Thursday, February 4, 2016

How I Data Science - Hunting For Trends

Long time friend Blake at has been pumping out some really exciting work around NPC-kill rates.  He recently poked me about taking that raw data forward to something with more teeth, and after futzing with it for about an hour, came out with some interesting data.

His inquiry reminded me of a common question I receive: How do I get into data science?  So, this blog is going to be a bit more long/technical than the recent fare.  We're going to walk step-by-step through the investigation process and I'll try to illustrate what I see as we go along.  The readouts were generated using JMP, only because it's faster to use than R.  This entire process can be done in R, and I can revisit with more specific R samples if its requested.

Let's take a look:

Getting Started

Raw Data

I like the Forecaster's Toolbox as a jumping off point.  We're looking for a few things when we start:

  • Basic visualizations: look for obvious trends
    • Simple time-series graph shows no obvious correlation
    • Simple scatter plots in case there's something obvious
  • Check scales: linear vs log vs sqrt
    • SUM_factionKills does not have much variance
    • log/sqrt price doesn't seem like a good idea
  • Skew data
    • +/- a few days to look for lead/lag 
  • Other useful indicators

This gives us some basic trends to start comparing.  Nothing is jumping out from the data at this point yet.

Scatter Plot

What we really want is a NPC-kills vs price correlation.  With that kind of relationship, we can basically automate investments off a single number.

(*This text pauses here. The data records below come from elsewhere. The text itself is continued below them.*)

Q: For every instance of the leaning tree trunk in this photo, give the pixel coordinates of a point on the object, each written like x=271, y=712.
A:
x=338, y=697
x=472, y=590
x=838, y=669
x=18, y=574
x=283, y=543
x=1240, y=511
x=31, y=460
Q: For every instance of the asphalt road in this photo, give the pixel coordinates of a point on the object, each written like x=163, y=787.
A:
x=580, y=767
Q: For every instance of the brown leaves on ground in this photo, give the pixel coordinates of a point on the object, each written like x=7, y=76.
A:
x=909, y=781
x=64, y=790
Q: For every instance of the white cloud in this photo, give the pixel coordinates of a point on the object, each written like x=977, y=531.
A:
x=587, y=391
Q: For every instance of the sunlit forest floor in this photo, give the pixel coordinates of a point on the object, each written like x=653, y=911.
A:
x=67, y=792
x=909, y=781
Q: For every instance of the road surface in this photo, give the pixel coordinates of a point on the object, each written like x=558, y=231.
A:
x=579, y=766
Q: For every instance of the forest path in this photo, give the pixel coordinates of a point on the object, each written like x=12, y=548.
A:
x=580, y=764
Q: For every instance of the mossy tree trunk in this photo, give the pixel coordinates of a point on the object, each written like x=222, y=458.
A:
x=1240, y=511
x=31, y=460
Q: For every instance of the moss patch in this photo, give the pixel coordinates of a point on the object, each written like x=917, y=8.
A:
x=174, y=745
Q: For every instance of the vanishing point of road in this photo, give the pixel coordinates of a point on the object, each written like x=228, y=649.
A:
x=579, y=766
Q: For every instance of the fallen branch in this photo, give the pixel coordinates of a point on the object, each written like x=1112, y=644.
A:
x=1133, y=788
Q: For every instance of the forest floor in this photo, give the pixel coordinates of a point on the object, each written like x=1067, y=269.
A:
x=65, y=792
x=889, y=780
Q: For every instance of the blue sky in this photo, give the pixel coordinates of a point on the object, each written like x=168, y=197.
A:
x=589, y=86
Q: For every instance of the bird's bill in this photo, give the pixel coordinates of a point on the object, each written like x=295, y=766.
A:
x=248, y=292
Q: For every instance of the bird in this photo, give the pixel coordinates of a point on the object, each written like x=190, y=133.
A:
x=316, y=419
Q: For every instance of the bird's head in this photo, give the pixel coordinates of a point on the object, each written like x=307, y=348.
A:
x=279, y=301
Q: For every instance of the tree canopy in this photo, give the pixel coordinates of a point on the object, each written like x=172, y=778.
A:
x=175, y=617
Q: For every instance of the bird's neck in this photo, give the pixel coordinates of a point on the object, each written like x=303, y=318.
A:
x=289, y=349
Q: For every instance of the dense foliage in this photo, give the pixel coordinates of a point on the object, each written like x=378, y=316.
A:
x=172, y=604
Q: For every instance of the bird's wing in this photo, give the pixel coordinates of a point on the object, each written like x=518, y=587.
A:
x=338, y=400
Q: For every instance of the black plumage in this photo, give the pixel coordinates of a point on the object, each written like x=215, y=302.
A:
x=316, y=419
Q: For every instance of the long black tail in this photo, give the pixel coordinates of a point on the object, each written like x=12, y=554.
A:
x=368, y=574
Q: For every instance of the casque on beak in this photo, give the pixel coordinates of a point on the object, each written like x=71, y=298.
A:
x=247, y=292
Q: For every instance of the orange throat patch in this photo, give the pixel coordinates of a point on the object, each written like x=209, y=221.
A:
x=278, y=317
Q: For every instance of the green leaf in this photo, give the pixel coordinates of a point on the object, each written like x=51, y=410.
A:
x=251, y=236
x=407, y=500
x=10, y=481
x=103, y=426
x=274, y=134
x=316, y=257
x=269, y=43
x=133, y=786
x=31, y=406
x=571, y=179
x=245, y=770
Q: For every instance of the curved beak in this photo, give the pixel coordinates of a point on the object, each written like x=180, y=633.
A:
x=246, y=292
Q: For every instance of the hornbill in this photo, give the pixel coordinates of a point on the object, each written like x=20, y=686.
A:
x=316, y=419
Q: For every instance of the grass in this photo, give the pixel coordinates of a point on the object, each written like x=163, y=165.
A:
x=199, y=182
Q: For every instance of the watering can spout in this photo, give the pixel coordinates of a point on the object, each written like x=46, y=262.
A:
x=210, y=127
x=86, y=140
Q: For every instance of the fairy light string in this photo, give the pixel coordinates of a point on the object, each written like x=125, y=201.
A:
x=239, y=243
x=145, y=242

At first crack, we're really not seeing anything.  The vertical spread, especially around the median factionKills value (~780k/day) is showing no viable trend to really predict with.  At best, we're seeing that variation/volatility is highest on median days, but that doesn't give us anything meaningful to work with in finding a trend to leverage.  Only prediction on which days might complete orders, not what price we can expect to get.

Looking at the skewed data (+1 to +5 days) there are some better clustering, but not better trending.  There's still a very obvious failure of the vertical line test which make it very hard to find a X->Y trend.  Also, some of the price outliers that were obvious in the first time-series graph are really showing to be problematic in this clustering view.

Back to the Drawing Board

As I have said in previous dev blogs, I really like if we can find a normal-shaped trend.  Even if we can find a correlation, it will be really hard to use effectively if it's not either linear OR normal.  Working outside those bounds gets difficult fast, so let's try to get back to the sorts of things we know well.

Thankfully, SUM_factionKills is reasonably normal.  But as we have discussed previously, prices really aren't.  But, deviation/volatility are normal-shaped trends.  This is starting to look like something we can at least statistically flag on, even if a linear relationship might be out of reach.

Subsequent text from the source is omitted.